Close enough, he signed, and inclined his head at Josen.
Josen nodded in response. “And some things are forbidden, Verik told me. If I could explain that to my people… it might make them less afraid.”
“Not just some things. Makers are forbidden almost all things. Friendships, family, most possessions, positions of leadership. Anything that might tempt them to use their power for their own gain, or for those they are close to. They may not use their deepcraft on living flesh, or spill living blood with their own hand—the curse begs for sacrifice, and if they end one life, it is hard to resist ending more. And they may never use the blood of a living Deepling. The first thing a Maker does is call the creature that cursed him so that our warriors can slay it. The power is greater, they say, if they let the Deepling live, but so is the madness. Anything they summon is slain, whatever the highlanders might believe. A Maker who breaks these tenets is named a Delver, and banished. They rarely survive long on their own.” Zerill raised an eyebrow. “Is that enough? Verik cannot wait forever.”
“Right. It’s enough.” Josen tried to look as if he understood something of what she’d said, though she knew a man raised among the clouds never could. “I’m sorry. I just needed… something to go on. What now?”
Zerill beckoned him closer. “Can you hold Verik?”
Josen offered a weak grin. “If you lean us together, I suppose we might hold each other up.”
Zerill just raised her eyebrow higher.
“Yes. Probably.”
“Then take him.”
Josen ducked under Verik’s left arm; Zerill held on until she was certain he could take the weight.
“Wait here,” she said, and drew her spear. “I won’t be long.”
She waded deeper into the water until it touched her knees, her spear at the ready. Deep enough now. Take the bait. And there it was. A slight disturbance on the surface of the water, a dark shape moving just below.

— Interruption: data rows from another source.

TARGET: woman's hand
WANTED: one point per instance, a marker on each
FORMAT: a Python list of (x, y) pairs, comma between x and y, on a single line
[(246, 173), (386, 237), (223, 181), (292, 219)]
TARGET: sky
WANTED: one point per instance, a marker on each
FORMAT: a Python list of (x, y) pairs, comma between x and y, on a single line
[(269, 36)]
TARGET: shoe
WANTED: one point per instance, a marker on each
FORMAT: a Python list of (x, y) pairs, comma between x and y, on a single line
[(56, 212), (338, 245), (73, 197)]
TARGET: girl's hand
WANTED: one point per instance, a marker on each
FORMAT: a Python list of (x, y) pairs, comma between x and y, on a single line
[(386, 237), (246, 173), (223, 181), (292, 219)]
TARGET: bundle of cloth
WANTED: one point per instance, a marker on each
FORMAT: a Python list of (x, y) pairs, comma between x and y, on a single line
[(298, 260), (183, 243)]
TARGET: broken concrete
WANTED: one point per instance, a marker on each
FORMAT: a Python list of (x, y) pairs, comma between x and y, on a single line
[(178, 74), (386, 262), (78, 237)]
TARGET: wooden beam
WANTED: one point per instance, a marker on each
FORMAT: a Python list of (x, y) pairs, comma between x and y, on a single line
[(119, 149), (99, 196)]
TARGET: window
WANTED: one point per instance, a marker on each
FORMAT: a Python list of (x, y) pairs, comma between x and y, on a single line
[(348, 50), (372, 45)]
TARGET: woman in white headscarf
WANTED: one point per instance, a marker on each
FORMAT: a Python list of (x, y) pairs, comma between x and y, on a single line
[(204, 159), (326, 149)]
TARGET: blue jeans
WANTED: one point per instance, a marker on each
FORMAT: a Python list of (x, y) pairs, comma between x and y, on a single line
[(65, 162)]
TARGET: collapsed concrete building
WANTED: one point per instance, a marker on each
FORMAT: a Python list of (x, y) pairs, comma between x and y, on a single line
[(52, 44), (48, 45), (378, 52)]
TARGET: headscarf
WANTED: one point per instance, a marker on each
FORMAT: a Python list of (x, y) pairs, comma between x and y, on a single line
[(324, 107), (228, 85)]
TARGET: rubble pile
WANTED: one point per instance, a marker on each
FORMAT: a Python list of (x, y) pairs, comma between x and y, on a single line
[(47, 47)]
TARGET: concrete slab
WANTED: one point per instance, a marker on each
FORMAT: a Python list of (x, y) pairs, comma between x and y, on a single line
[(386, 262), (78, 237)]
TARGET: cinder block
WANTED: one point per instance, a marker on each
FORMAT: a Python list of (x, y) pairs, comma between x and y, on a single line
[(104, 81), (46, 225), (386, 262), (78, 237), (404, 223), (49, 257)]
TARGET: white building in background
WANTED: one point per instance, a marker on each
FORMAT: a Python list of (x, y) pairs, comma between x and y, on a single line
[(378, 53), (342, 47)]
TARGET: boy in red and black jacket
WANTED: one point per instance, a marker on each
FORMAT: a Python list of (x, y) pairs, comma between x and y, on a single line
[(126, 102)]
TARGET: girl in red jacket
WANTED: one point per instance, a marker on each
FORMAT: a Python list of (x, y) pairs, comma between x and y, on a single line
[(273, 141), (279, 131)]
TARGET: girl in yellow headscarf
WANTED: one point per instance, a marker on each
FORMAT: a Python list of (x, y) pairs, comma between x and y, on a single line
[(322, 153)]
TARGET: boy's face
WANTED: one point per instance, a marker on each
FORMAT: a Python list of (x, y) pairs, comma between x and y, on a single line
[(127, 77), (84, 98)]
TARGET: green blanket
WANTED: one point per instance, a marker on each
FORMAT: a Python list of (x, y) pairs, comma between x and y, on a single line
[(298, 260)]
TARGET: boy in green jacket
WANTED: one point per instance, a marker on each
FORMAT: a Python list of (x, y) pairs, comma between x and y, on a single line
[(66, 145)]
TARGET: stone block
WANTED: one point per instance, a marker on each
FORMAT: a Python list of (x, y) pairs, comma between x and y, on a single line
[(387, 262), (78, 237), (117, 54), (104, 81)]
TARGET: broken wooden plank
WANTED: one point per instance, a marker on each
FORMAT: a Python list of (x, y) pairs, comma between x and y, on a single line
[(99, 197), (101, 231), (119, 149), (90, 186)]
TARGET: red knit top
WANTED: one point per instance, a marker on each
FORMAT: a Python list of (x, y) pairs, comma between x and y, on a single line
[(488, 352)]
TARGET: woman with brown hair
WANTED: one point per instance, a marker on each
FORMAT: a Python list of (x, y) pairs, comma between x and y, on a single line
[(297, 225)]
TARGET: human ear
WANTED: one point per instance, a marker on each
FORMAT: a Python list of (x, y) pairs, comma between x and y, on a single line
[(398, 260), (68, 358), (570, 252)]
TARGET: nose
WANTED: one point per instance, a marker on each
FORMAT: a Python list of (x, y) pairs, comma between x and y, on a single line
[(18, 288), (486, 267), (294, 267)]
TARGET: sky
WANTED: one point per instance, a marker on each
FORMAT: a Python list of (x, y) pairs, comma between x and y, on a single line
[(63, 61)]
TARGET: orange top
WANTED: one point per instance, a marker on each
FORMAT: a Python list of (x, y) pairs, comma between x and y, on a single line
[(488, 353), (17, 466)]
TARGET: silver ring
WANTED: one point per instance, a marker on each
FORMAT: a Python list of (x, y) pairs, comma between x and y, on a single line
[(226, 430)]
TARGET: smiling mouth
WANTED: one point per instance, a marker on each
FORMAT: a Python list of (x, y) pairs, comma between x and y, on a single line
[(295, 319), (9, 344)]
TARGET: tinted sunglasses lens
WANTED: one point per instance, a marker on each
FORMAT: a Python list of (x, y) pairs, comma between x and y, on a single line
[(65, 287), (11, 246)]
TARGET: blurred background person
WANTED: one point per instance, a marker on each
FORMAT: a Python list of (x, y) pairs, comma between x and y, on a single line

The longmouth lizard lunged.
Zerill’s spear stabbed down.
She pinned the beast just behind the neck, and its jaws closed inches from her shin. A long, scaled snout snapped out of the water, but she was already stepping aside, drawing her knife. The sharp stone blade went in through the creature’s eye, and it fell still.
“What in the Deep? Did you… are there more of those in here?”
Zerill enjoyed the panicked tone in Josen’s voice more than she should have. “Yes.” She yanked her spear free, hooked her fingers under the longmouth’s upper teeth, and started dragging it toward dry ground. Josen was trying to support Verik and retreat backward at the same time; she let him struggle for a moment before she spoke again. “But you are safe enough. They rarely come into the shallows.”
Cruel, Verik signed, his grin slighter than usual—like he was too weak even to smile properly. He might have drowned us both.
A risk I had to take, Zerill signed back, allowing herself a slight smile of her own.
“Why even… Why have us wade out here with you?” Panting, Josen staggered out of the water and lowered Verik to his knees on the ground. “You didn’t need us… for that.” He gripped his side, wincing with each breath.
“More of us disturbing the water. I wanted to make sure we were noticed. Faster and safer to have it come to me than to search blindly.”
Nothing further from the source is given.